Последняя фраза заставила Михаила насторожиться. Как? Значит, сведения о вербовочной деятельности фашистского разведчика Эмиль Шамбиж получил не по служебным каналам? Плохо это или хорошо? Ну, конечно, хорошо. То есть в том смысле, что неожиданная смерть Шамбижа вовсе не воспрепятствует дальнейшей работе, как он до сих пор предполагал.
— Я хотел бы знать подробности, мадемуазель. Кто эти молодые люди?
— Юрий Ферро — учился со мною в коллеже...
— Ферро?
— Да, но по рождению он — русский. Он потерял родителей, когда ему не было и пяти лет, во время вашей гражданской войны. Его усыновила чета Ферро, приемный отец долго жил в России. Он-то
— Богатый человек?
— Насколько я могу судить, недостатка в средствах Юрий не испытывает. Сейчас учится в высшей нормальной школе. Ферро имеют большой доходный дом на улице Меркурий, в районе Марсова поля. Они занимают в нем квартиру. Мадам Ферро страдает какою-то затяжной болезнью и на зиму уезжает в Канн. Там она и сейчас. Что вам сказать о Юрии? Мечтательный, пожалуй, даже меланхоличный парень. Увлекается Байроном и Шатобрианом. Сам пишет стихи. По правде сказать, он мне нравился. — Лора вскинула на собеседника взгляд, желая узнать, какое впечатление произвело на него это признание. Михаил и бровью не повел. — Видите ли, мсье Жорж, в нем, так же как и в других русских, меня привлекали черты, которых, к сожалению, почти не нахожу у моих соотечественников: неудовлетворенность собою, жизнью...
— Но, мадемуазель, — с улыбкой возразил Донцов, — таким недовольством полны рабочие предместья. Разве февральские события вам ничего не сказали?
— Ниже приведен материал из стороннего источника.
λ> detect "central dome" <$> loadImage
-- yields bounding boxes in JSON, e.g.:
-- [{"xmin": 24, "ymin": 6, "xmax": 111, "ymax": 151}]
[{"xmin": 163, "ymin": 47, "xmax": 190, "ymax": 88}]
Лора недовольно покачала головою.
— Вы меня не поняли. Я имею в виду моих товарищей по коллежу. Кроме того, Юрий и его друзья одиноки. И от этого ими владеют какие-то титанические устремления. В коллеже Юрий грезил полетами к иным мирам. Антон Северцев мечтал создать в Африке свободное государство, которое разрушило бы колониальную систему.
— Кто такой Северцев?
— Ах да, это приятель Юрия. Кончил русскую школу, долго не имел работы. Родители давно умерли, живет у дяди, который попрекает его каждым куском. Обозлен на современное общество. А нас, французов, просто презирает.
— За что же?
— Утверждает, что мы — нация рабов.
— Сильно сказано, — заметил Михаил.
— О да. И, самое главное, сказано это было 14 июля, когда мы наблюдали карнавал. — Она задумчиво улыбнулась, наверное заново переживая недавний спор. — «Все свои бесчисленные революции, — сказал он, — вы совершали только для того, чтобы поменять узурпаторов. Истинные революционеры мы, русские...»
— Вы передаете его слова?
— Буквально, мсье. — «Революция 17-го года — вот настоящая революция, — сказал он. — Ваших банкиров до сих пор от нее кидает в дрожь. Но они могут спать спокойно — такая революция не для французского темперамента...» В тот день мы с ним поссорились.
— Вы обиделись за французский темперамент?
— Я француженка, мсье.
— Однако, по-видимому, Северцев и сообщил вам о Брандте?
— Вы угадали. Но это произошло осенью, в октябре. Тогда я уже работала телефонисткой на внутреннем коммутаторе Ратуши.
— Как и сейчас?
— Да. Отец хотел, чтобы я изучала филологию в университете. Но для этого нужны деньги. Он ожидал, что в следующем году получит повышение по службе и тогда я смогу продолжить образование, а пока устроил меня телефонисткой. Надо вам сказать, что я знаю многих друзей Юрия — и русских и французов. Некоторые бывали у меня дома. Но из всех один только Северцев завоевал симпатии моего отца. Пожалуй, отцу импонировали его интерес к политике, резкие суждения о наших буржуа. Нередко отец под благовидным предлогом оставлял его обедать. Мы много спорили, не скрывая своих взглядов. Между нами существовало доверие: пожалуй, отец и я — единственные люди, с которыми Северцев позволял себе быть откровенным. И вот однажды, в середине октября, Антон позвонил мне и в шутливых выражениях предложил посидеть где-нибудь в укромном уголке и продолжить дискуссию. Я не поняла, о какой дискуссии идет речь. Оказывается, он имел в виду «сравнительную роль французов и русских в мировой истории». Мы пришли сюда, он был очень возбужден — таким я его раньше не видела. Мы сели за этот столик.